Landscape is often at the fore. In Coppin Dockray’s Woodland House, the structure takes a backseat to the fresh-looking verdant woodland setting. Nearby, Studio JZ’s British Museum of Decolonized Nature depicts the museum largely vacant and taken over by nature. Outside in the Annenberg Courtyard, an installation by 2020 Royal Academy Architecture Prize winner Cristina Iglesias, seeks to evoke a mini labyrinth refuge of vegetation and water in the city.
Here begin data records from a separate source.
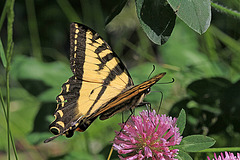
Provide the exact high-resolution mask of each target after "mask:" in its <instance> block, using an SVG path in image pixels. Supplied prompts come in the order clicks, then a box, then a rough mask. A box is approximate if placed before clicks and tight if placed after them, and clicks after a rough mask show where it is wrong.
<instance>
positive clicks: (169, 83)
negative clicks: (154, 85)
mask: <svg viewBox="0 0 240 160" xmlns="http://www.w3.org/2000/svg"><path fill="white" fill-rule="evenodd" d="M174 82H175V79H174V78H172V81H170V82H163V83H156V84H170V83H174Z"/></svg>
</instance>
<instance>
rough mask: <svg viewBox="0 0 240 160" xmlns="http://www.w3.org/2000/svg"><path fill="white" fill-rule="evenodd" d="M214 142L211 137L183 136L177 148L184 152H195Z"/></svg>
mask: <svg viewBox="0 0 240 160" xmlns="http://www.w3.org/2000/svg"><path fill="white" fill-rule="evenodd" d="M215 142H216V141H215V140H214V139H213V138H210V137H207V136H203V135H192V136H187V137H185V138H183V139H182V141H181V143H180V145H179V146H177V148H178V149H180V150H183V151H185V152H197V151H201V150H204V149H207V148H209V147H211V146H213V145H214V144H215Z"/></svg>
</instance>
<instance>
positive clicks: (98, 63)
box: [44, 23, 166, 143]
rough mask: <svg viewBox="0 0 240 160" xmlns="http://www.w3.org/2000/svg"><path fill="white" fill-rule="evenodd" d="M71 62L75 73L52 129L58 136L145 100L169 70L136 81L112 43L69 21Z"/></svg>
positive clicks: (137, 105)
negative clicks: (152, 88)
mask: <svg viewBox="0 0 240 160" xmlns="http://www.w3.org/2000/svg"><path fill="white" fill-rule="evenodd" d="M70 66H71V70H72V72H73V76H72V77H71V78H69V79H68V80H67V81H66V82H65V83H64V84H63V85H62V91H61V93H60V94H59V95H58V96H57V98H56V100H57V108H56V110H55V113H54V117H55V120H54V121H53V122H52V123H51V124H50V126H49V129H50V131H51V132H52V133H53V134H55V136H53V137H51V138H49V139H46V140H45V141H44V142H45V143H47V142H49V141H51V140H53V139H55V138H56V137H58V136H60V135H65V136H66V137H71V136H73V133H74V131H75V130H77V131H81V132H83V131H85V130H86V129H87V128H88V127H89V126H90V125H91V123H92V122H93V121H94V120H95V119H96V118H97V117H99V118H100V119H101V120H105V119H108V118H110V117H112V116H113V115H115V114H116V113H118V112H122V111H124V110H129V109H133V108H135V107H137V106H139V105H141V104H142V101H143V98H144V97H145V95H146V94H147V93H148V92H149V90H150V87H151V86H152V85H154V84H155V83H157V82H158V81H159V80H160V79H161V78H162V77H163V76H164V75H165V74H166V73H160V74H158V75H156V76H154V77H153V78H151V79H149V80H147V81H145V82H143V83H141V84H139V85H134V84H133V80H132V78H131V76H130V74H129V73H128V71H127V69H126V67H125V66H124V64H123V63H122V62H121V60H120V59H119V58H118V56H117V55H116V53H115V52H114V51H113V50H112V49H111V47H110V46H109V45H108V44H107V43H106V42H105V41H104V40H103V39H102V38H101V37H100V36H99V34H98V33H96V32H95V31H94V30H92V29H90V28H89V27H87V26H85V25H82V24H78V23H72V24H71V25H70Z"/></svg>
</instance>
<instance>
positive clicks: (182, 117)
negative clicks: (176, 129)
mask: <svg viewBox="0 0 240 160" xmlns="http://www.w3.org/2000/svg"><path fill="white" fill-rule="evenodd" d="M185 125H186V112H185V110H184V109H182V110H181V112H180V113H179V116H178V119H177V126H178V128H179V132H180V134H182V133H183V131H184V128H185Z"/></svg>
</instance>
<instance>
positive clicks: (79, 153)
mask: <svg viewBox="0 0 240 160" xmlns="http://www.w3.org/2000/svg"><path fill="white" fill-rule="evenodd" d="M27 2H30V3H27ZM33 2H34V3H33ZM26 3H27V5H26ZM46 3H47V4H48V5H45V4H46ZM219 3H221V5H217V4H215V3H214V2H211V4H210V1H209V0H204V1H197V0H193V1H191V2H189V1H187V0H181V1H172V0H167V1H153V0H136V1H135V2H134V1H126V0H117V1H107V0H103V1H99V0H94V1H88V0H83V1H67V0H58V1H41V2H40V1H16V2H15V6H14V1H12V0H7V1H6V2H4V1H1V2H0V10H1V13H2V14H1V17H0V31H1V32H0V36H1V37H0V38H1V41H0V58H1V60H0V62H1V63H0V101H1V108H2V109H1V110H0V112H1V113H0V114H1V116H0V135H1V139H0V159H6V157H7V156H8V157H9V158H10V157H11V159H14V158H12V156H11V154H12V153H13V152H14V153H15V159H18V156H19V159H26V160H28V159H99V160H101V159H107V156H108V153H109V150H110V148H111V143H110V141H112V140H113V138H114V136H115V133H114V130H119V129H120V127H119V126H118V125H117V123H119V122H121V121H122V116H121V114H117V115H115V116H114V117H112V118H110V119H108V120H105V121H100V120H99V119H96V121H95V122H94V123H93V125H91V126H90V127H89V128H88V130H87V131H85V132H83V133H80V132H79V133H77V132H76V133H75V134H74V136H73V137H72V138H70V139H67V138H65V137H64V136H62V137H59V138H58V139H56V140H54V141H53V142H51V143H49V144H43V143H42V142H43V140H45V139H46V138H48V137H50V136H52V134H51V133H50V132H49V131H48V125H49V123H50V122H51V121H52V120H53V119H54V117H53V112H54V110H55V108H56V101H55V98H56V95H58V94H59V92H60V91H61V85H62V84H63V83H64V82H65V81H66V80H67V79H68V78H69V77H70V76H71V75H72V73H71V71H70V67H69V60H68V57H69V38H68V37H69V24H70V23H71V22H73V21H77V22H81V23H83V24H86V25H88V26H89V27H91V28H93V29H95V30H96V31H97V32H98V33H99V34H100V35H101V36H102V37H104V38H105V39H106V41H107V42H109V44H110V46H111V47H112V48H113V49H114V50H115V51H116V53H117V54H118V55H119V56H120V58H121V59H122V60H123V61H124V62H125V63H126V65H127V66H128V68H129V72H130V74H131V75H132V78H133V80H134V82H135V84H139V83H141V82H143V81H145V80H147V78H148V76H149V74H150V73H151V71H152V69H153V67H152V65H153V64H154V65H155V66H156V70H155V71H154V73H153V75H155V74H157V73H161V72H167V75H166V76H165V77H164V78H163V79H162V80H161V81H160V82H159V83H160V84H156V85H155V86H153V88H152V91H162V92H163V103H162V105H161V109H160V111H161V112H162V113H167V114H169V115H171V116H174V117H177V116H178V121H177V125H178V127H179V128H180V133H182V135H183V137H184V138H183V141H182V143H181V144H180V145H179V146H178V148H179V149H180V151H179V154H178V156H177V158H178V159H184V160H187V159H206V156H205V154H202V153H200V152H198V153H197V154H196V153H190V154H191V156H192V157H193V158H191V157H190V156H189V155H188V154H187V153H186V152H197V151H199V150H202V149H206V148H209V147H210V146H212V145H213V144H214V140H213V139H212V138H214V139H215V140H216V143H215V145H214V147H226V146H232V147H233V146H236V147H238V146H239V143H238V142H239V141H240V130H239V127H238V125H239V123H240V120H239V113H240V110H239V108H240V101H239V100H240V97H239V95H240V81H239V79H240V75H239V71H240V67H239V63H240V48H239V46H240V43H239V40H238V39H239V35H240V30H239V29H238V28H239V27H238V26H239V25H240V22H239V20H238V19H234V18H232V17H231V16H226V15H224V14H220V13H219V12H216V11H215V10H212V11H211V10H210V9H211V6H210V5H212V7H213V8H216V9H217V11H221V12H223V13H226V14H228V15H233V16H234V17H235V18H238V17H240V16H239V15H240V14H239V12H237V11H233V10H238V9H239V8H237V7H236V6H237V4H238V2H236V1H234V0H230V1H219ZM13 6H14V11H15V13H14V12H13ZM193 6H194V7H193ZM224 6H228V7H224ZM228 8H232V9H228ZM14 14H15V20H14V19H13V18H14ZM26 15H27V16H28V19H26V18H25V17H26ZM211 15H214V18H213V19H211ZM13 20H14V23H13ZM182 21H183V22H184V23H185V24H184V23H182ZM210 21H211V27H209V25H210ZM105 24H107V26H106V30H105V29H104V27H105ZM13 28H14V30H13ZM196 32H197V33H200V34H203V33H204V34H203V35H201V36H200V35H199V34H196ZM13 35H14V36H13ZM170 36H171V38H170ZM152 42H153V43H156V44H161V45H162V44H164V43H165V44H164V45H162V46H157V45H155V44H153V43H152ZM13 47H14V48H13ZM172 78H174V79H175V82H174V83H171V84H161V83H166V82H171V81H172ZM161 98H162V96H161V95H160V94H159V93H156V92H152V93H151V94H150V95H148V96H147V97H146V99H145V100H146V101H148V102H151V103H152V108H154V109H157V108H158V107H159V103H160V101H161ZM143 109H145V108H137V109H136V111H135V113H136V114H137V113H138V112H139V111H141V110H143ZM182 109H184V110H182ZM128 116H129V114H128V112H126V115H124V120H125V119H127V117H128ZM186 117H187V118H186ZM6 120H7V121H6ZM124 120H123V121H124ZM185 124H186V126H185ZM8 125H9V127H6V126H8ZM183 130H184V132H183ZM196 134H197V136H196ZM189 135H192V136H189ZM194 135H195V136H194ZM209 137H212V138H209ZM14 141H15V142H16V150H17V151H18V156H17V154H16V151H15V143H14ZM231 149H232V148H222V150H228V151H231ZM232 150H233V149H232ZM12 151H13V152H12ZM205 151H206V152H207V151H210V152H214V151H219V150H217V149H215V150H205ZM234 151H239V148H234ZM6 153H7V154H6ZM113 154H114V155H113V156H112V158H111V159H118V157H117V153H116V152H113Z"/></svg>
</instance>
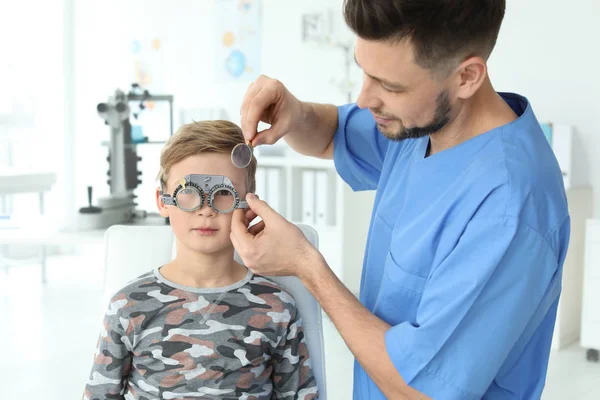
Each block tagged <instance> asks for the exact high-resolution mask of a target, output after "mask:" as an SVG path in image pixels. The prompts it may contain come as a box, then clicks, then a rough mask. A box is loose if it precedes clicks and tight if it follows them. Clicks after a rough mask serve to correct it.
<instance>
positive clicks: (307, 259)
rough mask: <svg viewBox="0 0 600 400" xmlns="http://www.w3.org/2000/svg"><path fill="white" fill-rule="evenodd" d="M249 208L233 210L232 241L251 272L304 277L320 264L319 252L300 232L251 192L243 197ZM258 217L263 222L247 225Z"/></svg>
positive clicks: (294, 227) (301, 231)
mask: <svg viewBox="0 0 600 400" xmlns="http://www.w3.org/2000/svg"><path fill="white" fill-rule="evenodd" d="M246 200H247V201H248V206H249V207H250V210H248V211H246V213H244V211H242V210H235V212H234V215H233V218H232V220H231V235H230V236H231V241H232V243H233V245H234V247H235V248H236V250H237V251H238V254H239V255H240V257H241V258H242V260H243V261H244V264H245V265H246V267H248V268H249V269H250V270H251V271H252V272H254V273H256V274H259V275H265V276H297V277H299V278H300V279H302V277H303V276H305V275H307V274H310V273H311V272H312V269H313V268H316V267H317V266H318V265H320V263H319V261H321V260H322V256H321V254H320V253H319V252H318V251H317V250H316V249H315V248H314V247H313V246H312V245H311V244H310V242H309V241H308V240H307V239H306V237H305V236H304V234H303V233H302V231H301V230H300V229H299V228H298V227H297V226H295V225H294V224H292V223H290V222H288V221H287V220H286V219H285V218H283V217H282V216H281V215H279V214H278V213H277V212H275V211H274V210H273V209H272V208H271V207H269V205H268V204H267V203H265V202H264V201H262V200H259V199H258V198H257V197H256V196H255V195H254V194H248V195H247V196H246ZM256 216H259V217H260V218H261V219H262V221H261V222H259V223H258V224H256V225H254V226H252V227H250V229H248V226H249V224H250V222H251V221H252V220H253V219H254V218H256Z"/></svg>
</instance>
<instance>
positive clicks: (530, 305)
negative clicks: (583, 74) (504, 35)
mask: <svg viewBox="0 0 600 400" xmlns="http://www.w3.org/2000/svg"><path fill="white" fill-rule="evenodd" d="M455 3H456V4H455ZM504 9H505V1H504V0H462V1H459V2H440V1H435V0H346V1H345V3H344V16H345V18H346V22H347V24H348V25H349V27H350V28H351V29H352V30H353V31H354V32H355V33H356V34H357V40H356V46H355V58H356V62H357V63H358V65H359V66H360V67H361V68H362V70H363V71H364V83H363V86H362V90H361V93H360V95H359V97H358V100H357V102H356V104H350V105H345V106H341V107H334V106H330V105H320V104H312V103H305V102H300V101H299V100H298V99H296V98H295V97H294V96H293V95H292V94H290V92H288V91H287V89H286V88H285V87H284V86H283V84H281V83H280V82H278V81H276V80H274V79H270V78H268V77H265V76H261V77H260V78H259V79H258V80H257V81H256V82H254V84H253V85H251V87H250V88H249V89H248V92H247V94H246V97H245V100H244V103H243V105H242V127H243V129H244V132H245V135H246V137H247V138H248V139H249V140H252V143H253V145H255V146H256V145H261V144H272V143H274V142H276V141H277V140H279V139H280V138H282V137H285V140H286V141H287V142H288V143H289V144H290V146H291V147H293V148H294V149H295V150H296V151H298V152H299V153H302V154H307V155H311V156H315V157H321V158H333V159H334V160H335V165H336V168H337V171H338V173H339V174H340V176H341V177H342V178H343V179H344V180H345V181H346V182H347V183H348V184H349V185H350V186H351V187H352V188H353V189H354V190H376V191H377V195H376V199H375V205H374V209H373V213H372V219H371V226H370V230H369V237H368V242H367V248H366V254H365V259H364V266H363V273H362V280H361V291H360V302H359V301H358V300H356V299H355V298H354V297H353V295H352V294H351V293H350V292H349V291H348V290H347V289H346V288H345V287H344V285H343V284H342V283H341V282H340V281H339V280H338V279H337V277H336V276H335V274H334V273H333V272H332V271H331V270H330V268H329V267H328V266H327V264H326V263H325V261H324V260H323V258H322V256H321V255H320V254H319V253H318V252H317V251H316V250H315V249H314V248H312V247H311V246H310V245H309V244H308V242H306V240H305V239H304V237H303V236H302V234H301V232H299V231H298V229H297V228H296V227H295V226H293V225H292V224H290V223H289V222H287V221H286V220H285V219H283V218H282V217H281V216H279V215H278V214H277V213H275V212H274V211H273V210H272V209H271V208H270V207H269V206H268V205H267V204H266V203H264V202H262V201H260V200H258V199H256V198H255V197H253V196H251V195H250V196H249V197H248V200H249V205H250V208H251V210H252V211H248V212H247V214H246V215H244V214H243V212H241V211H238V212H237V214H236V217H235V218H234V220H233V222H232V239H233V241H234V245H235V246H236V248H237V250H238V251H239V253H240V255H241V256H242V258H243V259H244V261H245V262H246V264H247V265H248V267H249V268H250V269H252V270H253V271H254V272H256V273H259V274H264V275H296V276H298V277H299V278H300V279H302V281H303V282H304V284H305V285H306V286H307V288H308V289H309V290H310V291H311V292H312V294H313V295H314V296H315V297H316V299H317V300H318V301H319V303H320V304H321V305H322V307H323V309H324V310H325V312H326V313H327V314H328V315H329V316H330V317H331V319H332V321H333V323H334V324H335V326H336V328H337V329H338V330H339V332H340V333H341V335H342V337H343V338H344V340H345V342H346V343H347V345H348V347H349V348H350V350H351V351H352V353H353V354H354V356H355V358H356V364H355V374H354V398H355V399H361V400H362V399H364V400H367V399H369V400H371V399H383V398H389V399H402V398H409V399H412V398H415V399H419V398H427V397H430V398H433V399H436V400H442V399H452V400H454V399H456V400H458V399H461V400H467V399H481V398H485V399H539V398H540V396H541V393H542V389H543V387H544V382H545V377H546V370H547V364H548V357H549V351H550V343H551V340H552V332H553V328H554V322H555V317H556V309H557V303H558V299H559V294H560V282H561V275H562V265H563V261H564V259H565V254H566V252H567V247H568V241H569V233H570V220H569V214H568V210H567V201H566V196H565V191H564V186H563V181H562V176H561V171H560V169H559V167H558V164H557V161H556V159H555V157H554V155H553V152H552V150H551V147H550V145H549V144H548V142H547V141H546V139H545V136H544V134H543V132H542V130H541V128H540V125H539V123H538V121H537V119H536V117H535V115H534V111H533V108H532V105H531V104H530V103H529V102H528V100H527V99H526V98H524V97H522V96H520V95H517V94H510V93H497V92H496V91H495V90H494V88H493V87H492V84H491V81H490V78H489V76H488V69H487V60H488V58H489V56H490V54H491V52H492V49H493V47H494V45H495V41H496V38H497V35H498V32H499V29H500V25H501V22H502V19H503V16H504ZM260 120H262V121H264V122H267V123H270V124H271V127H270V128H269V129H268V130H265V131H262V132H259V133H257V131H256V130H257V125H258V122H259V121H260ZM357 212H358V210H357ZM256 215H259V216H260V217H261V218H262V220H263V221H262V222H261V223H259V224H258V225H256V226H254V227H252V228H250V229H248V223H249V221H251V220H252V219H253V218H254V217H256ZM329 390H330V391H331V392H335V390H336V389H335V388H329Z"/></svg>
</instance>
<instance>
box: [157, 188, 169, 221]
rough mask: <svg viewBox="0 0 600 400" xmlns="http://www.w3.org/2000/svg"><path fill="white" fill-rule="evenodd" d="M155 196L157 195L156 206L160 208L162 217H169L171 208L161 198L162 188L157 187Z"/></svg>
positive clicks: (160, 211) (163, 217)
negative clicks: (160, 189)
mask: <svg viewBox="0 0 600 400" xmlns="http://www.w3.org/2000/svg"><path fill="white" fill-rule="evenodd" d="M155 196H156V208H157V209H158V213H159V214H160V216H161V217H163V218H168V217H169V209H168V208H167V206H166V205H165V203H163V202H162V200H161V199H160V188H156V193H155Z"/></svg>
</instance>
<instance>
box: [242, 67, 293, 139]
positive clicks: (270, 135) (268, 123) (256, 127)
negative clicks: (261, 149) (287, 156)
mask: <svg viewBox="0 0 600 400" xmlns="http://www.w3.org/2000/svg"><path fill="white" fill-rule="evenodd" d="M303 115H304V109H303V105H302V102H301V101H299V100H298V99H297V98H296V97H294V96H293V95H292V94H291V93H290V92H289V91H288V90H287V89H286V87H285V86H284V85H283V84H282V83H281V82H280V81H278V80H276V79H272V78H269V77H268V76H265V75H261V76H259V77H258V79H257V80H256V81H255V82H253V83H251V84H250V86H249V87H248V90H247V91H246V95H245V96H244V101H243V103H242V107H241V117H242V118H241V125H242V131H243V132H244V137H245V138H246V140H250V141H252V146H253V147H255V146H259V145H262V144H274V143H276V142H277V141H278V140H279V139H281V138H282V137H283V136H284V135H286V134H287V133H289V132H290V131H293V130H294V129H295V128H296V127H297V126H298V125H299V124H300V123H301V122H302V120H303ZM261 121H262V122H266V123H268V124H270V125H271V127H270V128H269V129H265V130H264V131H261V132H257V128H258V123H259V122H261ZM258 133H260V134H258Z"/></svg>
Throughout the shared architecture/art rooms, there is the usual abundance of beautifully crafted models, some simple, some complex and many eye-catching, including THISS X Issi Nanabeyin's mammoth-like A Resilient Monument. Created using coconut fibre, this proposes a new kind of memorial structure, one that ‘records the living, not the dead,’ and defines resilience as ‘impermanent, incremental, organic and optimistic’.
There are also nice homages to eminent academicians Richard Rogers and Chris Wilkinson following their deaths at the end of last year.
Both the curators enthuse about the collaboration and opportunity to juxtapose art and architecture, and there’s no denying the success of the approach, in tandem with a compelling theme and 1:1 exhibits. It will, thinks McLaughlin, be hard for architecture presentations at future Summer Exhibition, to go back to anything else.